What’s the most attention-getting donation a winery can make? One vintner got a few minutes of fame post-fire by announcing he’d match donations from a professional athlete. Where does the generosity of the philanthropy cross into the grey area of how are the funds distributed? Who is ‘more’ worthy to receive financial assistance? Who determines that? How can transparency be built in from the outset to insure that there are no ugly headlines a month or two down the road…? What about the danger of fund-raising being a spotlight for the fundraising entity vs. the recipients?


One winery ran ads in a local paper thanking firefighters and listed the towns from near and far who sent engines.

Events! Who better than the wine and tourism industries to organize lots of eat-and-drink fundraisers?

Breweries are doing fire-related labels for new beer blends; there was a raffle offering tickets to cut the line when a popular beer is released.

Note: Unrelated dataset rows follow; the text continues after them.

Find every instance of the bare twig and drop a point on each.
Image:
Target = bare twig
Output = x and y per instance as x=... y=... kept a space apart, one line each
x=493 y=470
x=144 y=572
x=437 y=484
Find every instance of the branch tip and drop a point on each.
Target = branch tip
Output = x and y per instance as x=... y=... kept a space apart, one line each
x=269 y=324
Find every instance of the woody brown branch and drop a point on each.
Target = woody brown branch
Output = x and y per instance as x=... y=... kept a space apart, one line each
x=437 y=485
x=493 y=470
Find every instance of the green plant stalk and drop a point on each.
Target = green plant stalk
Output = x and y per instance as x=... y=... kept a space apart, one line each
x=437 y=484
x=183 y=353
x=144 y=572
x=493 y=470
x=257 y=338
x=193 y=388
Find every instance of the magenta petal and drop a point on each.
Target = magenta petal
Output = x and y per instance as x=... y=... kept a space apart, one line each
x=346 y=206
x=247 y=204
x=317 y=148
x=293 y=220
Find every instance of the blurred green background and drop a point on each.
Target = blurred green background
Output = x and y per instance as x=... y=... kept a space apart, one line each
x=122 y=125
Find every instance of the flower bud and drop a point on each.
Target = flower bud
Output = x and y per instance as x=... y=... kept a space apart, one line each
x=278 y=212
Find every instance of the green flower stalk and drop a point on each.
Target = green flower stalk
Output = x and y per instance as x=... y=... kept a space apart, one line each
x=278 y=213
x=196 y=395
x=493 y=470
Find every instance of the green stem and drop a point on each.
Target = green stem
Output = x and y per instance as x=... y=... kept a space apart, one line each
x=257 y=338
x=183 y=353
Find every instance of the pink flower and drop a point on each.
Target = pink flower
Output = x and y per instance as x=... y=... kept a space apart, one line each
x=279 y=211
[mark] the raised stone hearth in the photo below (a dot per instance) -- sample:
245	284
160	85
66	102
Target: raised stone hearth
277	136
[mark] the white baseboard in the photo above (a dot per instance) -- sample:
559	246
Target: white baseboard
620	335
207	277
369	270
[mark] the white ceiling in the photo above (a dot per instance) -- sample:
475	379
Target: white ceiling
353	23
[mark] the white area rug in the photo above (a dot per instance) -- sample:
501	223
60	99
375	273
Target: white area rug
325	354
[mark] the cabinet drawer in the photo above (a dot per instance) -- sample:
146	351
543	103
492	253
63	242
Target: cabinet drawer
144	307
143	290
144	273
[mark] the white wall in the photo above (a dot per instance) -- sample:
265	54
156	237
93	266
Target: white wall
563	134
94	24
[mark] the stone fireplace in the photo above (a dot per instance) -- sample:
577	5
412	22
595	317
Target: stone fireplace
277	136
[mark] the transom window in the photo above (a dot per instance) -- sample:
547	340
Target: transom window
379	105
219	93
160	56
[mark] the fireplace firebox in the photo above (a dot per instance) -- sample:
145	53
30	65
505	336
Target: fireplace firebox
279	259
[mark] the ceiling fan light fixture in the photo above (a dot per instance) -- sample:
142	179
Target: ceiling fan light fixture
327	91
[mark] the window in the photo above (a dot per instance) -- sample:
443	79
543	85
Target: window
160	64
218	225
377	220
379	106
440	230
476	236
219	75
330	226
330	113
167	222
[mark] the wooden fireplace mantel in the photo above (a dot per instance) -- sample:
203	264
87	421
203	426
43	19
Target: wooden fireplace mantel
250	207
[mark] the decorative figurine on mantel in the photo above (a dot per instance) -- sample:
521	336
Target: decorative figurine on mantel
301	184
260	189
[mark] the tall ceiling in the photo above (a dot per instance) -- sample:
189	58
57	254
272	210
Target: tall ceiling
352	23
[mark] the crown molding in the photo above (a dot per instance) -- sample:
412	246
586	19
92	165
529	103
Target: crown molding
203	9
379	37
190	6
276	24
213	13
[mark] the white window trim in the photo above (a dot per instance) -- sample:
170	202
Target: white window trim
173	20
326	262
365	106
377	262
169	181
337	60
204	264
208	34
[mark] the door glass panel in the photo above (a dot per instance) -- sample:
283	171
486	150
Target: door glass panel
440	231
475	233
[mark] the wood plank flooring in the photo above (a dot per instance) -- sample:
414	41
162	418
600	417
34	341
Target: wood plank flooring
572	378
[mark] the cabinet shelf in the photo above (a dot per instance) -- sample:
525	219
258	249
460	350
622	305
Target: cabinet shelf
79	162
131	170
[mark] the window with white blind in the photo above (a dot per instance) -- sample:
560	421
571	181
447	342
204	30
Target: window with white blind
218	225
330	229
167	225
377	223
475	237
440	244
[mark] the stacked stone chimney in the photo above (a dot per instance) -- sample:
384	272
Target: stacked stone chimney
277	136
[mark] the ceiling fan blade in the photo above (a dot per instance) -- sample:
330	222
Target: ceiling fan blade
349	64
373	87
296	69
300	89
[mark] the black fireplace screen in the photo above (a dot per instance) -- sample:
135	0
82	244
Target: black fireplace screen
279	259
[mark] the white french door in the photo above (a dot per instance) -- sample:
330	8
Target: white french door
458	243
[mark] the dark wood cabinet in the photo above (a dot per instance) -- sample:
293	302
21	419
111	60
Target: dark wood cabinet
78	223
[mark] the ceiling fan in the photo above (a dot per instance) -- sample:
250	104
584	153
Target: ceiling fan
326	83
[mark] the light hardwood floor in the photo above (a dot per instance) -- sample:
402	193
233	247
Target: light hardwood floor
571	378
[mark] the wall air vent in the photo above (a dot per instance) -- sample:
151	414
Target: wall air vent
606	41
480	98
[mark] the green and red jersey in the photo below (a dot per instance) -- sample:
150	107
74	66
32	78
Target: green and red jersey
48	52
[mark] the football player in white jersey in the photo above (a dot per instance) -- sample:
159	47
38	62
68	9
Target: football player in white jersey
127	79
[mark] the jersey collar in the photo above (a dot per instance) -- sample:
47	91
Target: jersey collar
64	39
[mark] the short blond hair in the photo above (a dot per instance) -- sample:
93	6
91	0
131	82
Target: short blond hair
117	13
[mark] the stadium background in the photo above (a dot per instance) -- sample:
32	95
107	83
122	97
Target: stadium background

Videos! Lots of businesses, whether inns or wineries are telling their story with video. Regions are doing it; online retailers as well.

Sommeliers have banded together to put on fundraisers. Publicists have launched specific GoFundMe programs.

Bottom line, this tragic experience illustrates an axiom of the communications world: bad news is more newsworthy than good news. Lots of news outlets are maintaining lists of how to help but the road back to normalcy is unpredictable.

Of course there are marvelous exceptions to the click bait of the bad news drumroll, such as the heroism of Safari West’s owner, who saved all the animals but lost his house.

And thankfully there have been intrepid journalists doing their best to alert all of us to the latest developments—best exemplified by Sarah Stierch in Sonoma.

Anecdotally, tourist kiosks at SFO are steering people away from Napa, saying ‘it’s all burned up.’ Also anecdotally, tourism is unexpectedly up in areas in the Northwest, where the visitors are commenting that they’d intended to be traveling to northern California’s wine regions.


Lots of questions. Take time to find the answers which are the best fit for your situation. Make sure you’re finding the right tone, the right delivery vehicle, framing your communications with the utmost sensitivity.